Well, it can't be explained as if a person had little scientific education, unfortunately.
All that I'll say is this:
1. All atomic structures absorb wavelengths of the light spectrum (visible AND others) differently.
2. When you pass full spectrum light through a gaseous amount of a molecule (DMS or whatever), the atoms in the molecular structure absorb certain wavelengths as does the structural arrangement; so molecules also have specific light wavelength absorption fingerprints. This is how all molecule-identifying spectroscopy works today. Our commonly used alternative testing (Mass Spec) requires an in-hand sample, so we are stuck with light spectroscopy.
3. Suns create nearly full spectrum light. (even after their light escapes through their own atmospheres, it is fairly "full". Different stars are classified as to what wavelengths their atmospheres absorb. If you know the star type, you know what its light spectrum [full minus what it absorbs itself] should look like. In this case that almost doesn't matter as we are comparing sort of a status quo vs interference state condition.
4. If something else passes between us and the star, and its surrounding gases absorb the star light in its path to us, that something's molecules absorb their characteristic wavelengths just as they would do to a light source we shown on them in the lab. That star light would emerge through those clouds minus the absorbed wavelengths, and keep on to us.
5. When we see the light from the Sun of that system, it will be minus the wavelengths it itself absorbed, and the wavelengths that the intervening planet (or even a gaseous cloud) absorbed.

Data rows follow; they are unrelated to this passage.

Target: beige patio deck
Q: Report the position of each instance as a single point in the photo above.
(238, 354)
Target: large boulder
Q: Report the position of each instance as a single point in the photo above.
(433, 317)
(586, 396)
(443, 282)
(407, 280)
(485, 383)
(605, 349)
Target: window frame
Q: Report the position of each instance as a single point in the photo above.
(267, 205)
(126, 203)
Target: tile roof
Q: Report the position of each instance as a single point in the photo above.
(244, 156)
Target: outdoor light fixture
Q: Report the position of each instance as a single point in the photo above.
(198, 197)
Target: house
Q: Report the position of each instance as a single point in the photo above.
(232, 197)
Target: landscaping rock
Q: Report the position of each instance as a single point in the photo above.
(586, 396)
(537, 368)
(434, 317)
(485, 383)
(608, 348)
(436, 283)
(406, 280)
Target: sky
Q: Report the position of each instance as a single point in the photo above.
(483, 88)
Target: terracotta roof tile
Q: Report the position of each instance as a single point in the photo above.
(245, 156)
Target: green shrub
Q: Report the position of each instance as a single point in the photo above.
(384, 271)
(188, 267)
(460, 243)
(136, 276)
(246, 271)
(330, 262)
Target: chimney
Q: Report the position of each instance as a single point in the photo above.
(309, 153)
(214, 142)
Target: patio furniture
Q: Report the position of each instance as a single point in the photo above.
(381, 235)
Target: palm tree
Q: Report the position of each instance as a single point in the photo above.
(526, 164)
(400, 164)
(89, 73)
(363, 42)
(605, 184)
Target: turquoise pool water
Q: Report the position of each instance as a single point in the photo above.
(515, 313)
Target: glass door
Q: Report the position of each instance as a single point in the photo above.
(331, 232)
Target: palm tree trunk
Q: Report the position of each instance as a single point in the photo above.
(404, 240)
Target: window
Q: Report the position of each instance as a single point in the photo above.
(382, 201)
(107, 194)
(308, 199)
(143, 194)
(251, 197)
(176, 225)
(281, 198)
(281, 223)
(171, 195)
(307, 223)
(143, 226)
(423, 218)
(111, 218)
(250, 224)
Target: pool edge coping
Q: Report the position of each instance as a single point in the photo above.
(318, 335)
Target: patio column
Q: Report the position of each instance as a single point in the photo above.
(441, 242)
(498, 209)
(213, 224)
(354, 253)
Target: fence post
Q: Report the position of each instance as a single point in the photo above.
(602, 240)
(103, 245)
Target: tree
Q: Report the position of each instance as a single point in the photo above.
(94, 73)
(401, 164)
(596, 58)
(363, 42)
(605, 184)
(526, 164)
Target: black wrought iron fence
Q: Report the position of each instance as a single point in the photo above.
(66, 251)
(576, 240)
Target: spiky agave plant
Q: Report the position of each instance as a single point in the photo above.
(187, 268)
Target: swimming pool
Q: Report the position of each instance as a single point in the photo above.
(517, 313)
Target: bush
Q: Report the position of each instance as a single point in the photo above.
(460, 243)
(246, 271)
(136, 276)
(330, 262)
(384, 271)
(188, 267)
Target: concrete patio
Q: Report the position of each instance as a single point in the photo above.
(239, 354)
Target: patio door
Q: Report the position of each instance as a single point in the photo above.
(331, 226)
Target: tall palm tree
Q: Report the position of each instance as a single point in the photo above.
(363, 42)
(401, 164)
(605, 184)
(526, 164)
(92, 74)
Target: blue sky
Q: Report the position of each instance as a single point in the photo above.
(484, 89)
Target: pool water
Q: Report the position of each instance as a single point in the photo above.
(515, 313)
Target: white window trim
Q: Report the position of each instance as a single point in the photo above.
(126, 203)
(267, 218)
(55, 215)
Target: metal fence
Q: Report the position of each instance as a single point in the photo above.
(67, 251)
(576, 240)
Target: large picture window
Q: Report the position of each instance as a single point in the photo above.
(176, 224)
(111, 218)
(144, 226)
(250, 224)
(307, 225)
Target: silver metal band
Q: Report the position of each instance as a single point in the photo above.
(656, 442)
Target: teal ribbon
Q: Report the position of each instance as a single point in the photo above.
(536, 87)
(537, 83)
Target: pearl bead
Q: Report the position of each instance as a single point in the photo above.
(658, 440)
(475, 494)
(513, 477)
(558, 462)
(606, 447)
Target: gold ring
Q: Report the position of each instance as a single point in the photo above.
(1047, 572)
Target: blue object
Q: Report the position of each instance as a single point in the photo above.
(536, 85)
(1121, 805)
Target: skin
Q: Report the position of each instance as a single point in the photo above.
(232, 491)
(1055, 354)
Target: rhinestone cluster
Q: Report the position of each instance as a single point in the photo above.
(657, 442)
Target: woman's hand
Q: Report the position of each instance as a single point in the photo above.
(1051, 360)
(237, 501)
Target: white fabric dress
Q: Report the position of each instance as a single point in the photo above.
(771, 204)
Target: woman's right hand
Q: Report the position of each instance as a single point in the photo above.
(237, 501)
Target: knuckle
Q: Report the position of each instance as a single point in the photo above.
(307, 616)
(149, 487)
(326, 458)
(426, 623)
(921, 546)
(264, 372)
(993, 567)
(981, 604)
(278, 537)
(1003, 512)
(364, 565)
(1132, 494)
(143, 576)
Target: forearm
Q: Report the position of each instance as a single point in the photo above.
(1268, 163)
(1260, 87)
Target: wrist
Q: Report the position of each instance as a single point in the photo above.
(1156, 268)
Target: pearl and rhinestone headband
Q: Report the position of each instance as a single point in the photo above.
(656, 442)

When the planet moves out of the way, the spectrum changes and the otherwise absorbed light lines return. So we know which molecules were in the atmosphere or intervening cloud.
6. All that has been known, and sort of understood (as much as anything really fundamentally microcosmic can be understood.) The problem therefore is technological, not scientific. All such discoveries have waited until we could manage the light-sensitive-gathering ability to collect enough light to measure things at all. We're still WAY short of we really need in light-gathering tech.